Saturday evening Neil kindly brought his large BBQ which formed the focal point for our annual Easter BBQ party which I think it is safe to say, was enjoyed by all with lots to eat & even more to drink … hic, hic, hic…  !!

The party ended in Alan & Sue’s caravan, though I’m afraid I’d wilted by this time & hit the sack by midnight!

Following the lively Saturday evening (& it’s inevitable after effects!!) Sunday saw smaller groups out with Izzy & Gary joining Alan, Niel & I on “Am Feoladair” and Tony, Lynda, Spike, Maureen & Fred keeping “Deep Dancer” in action, first heading out to Maiden Island, then just “Am Feoladair” out to the wall at Heather Island after lunch.

In the absence of scallops, Izzy spotted something yellow sticking out of the sand, Gary applying his practical Royal Marine ingenuity by using his & Izzy’s DSMBs to raise a 32lb weight belt… Emma C., if you read this give us a shout!!

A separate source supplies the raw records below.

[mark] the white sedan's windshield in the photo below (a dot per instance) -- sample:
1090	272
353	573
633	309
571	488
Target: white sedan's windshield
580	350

After a yummy Chinese takeaway for some of us Stan kicked off the music in our caravan before we moved to Spike & Carol’s … they’d been joined by retired Club stalwarts Charlie & Maureen Kennedy, Charlie having brought along his mandolin to work something of a joint act with Stan the banjo. Reports indicated the party there went on until after 4.00am!

A wild and stormy Sunday night followed by heavy rain on Monday morning had even the most enthusiastic divers sitting in Alan’s caravan drinking coffee & wondering whether construction of the Arc should begin …

However, in true west coast style the rain stopped by 11, the sun was shining out of a largely clear sky by 12, enabling Neil, Kim  I to enjoy a pleasant little dive around Maiden Island where we collected a few scallops & Alan kindly boat handled “Am Feoladair” in the (well, nearly!) flat calm conditions!

We all headed home tired but happy – Alan, Sue, Sarah & Karen being the last to leave after their fish suppers watching the setting sun on Easter Monday!

Thanks to all who made such a good weekend!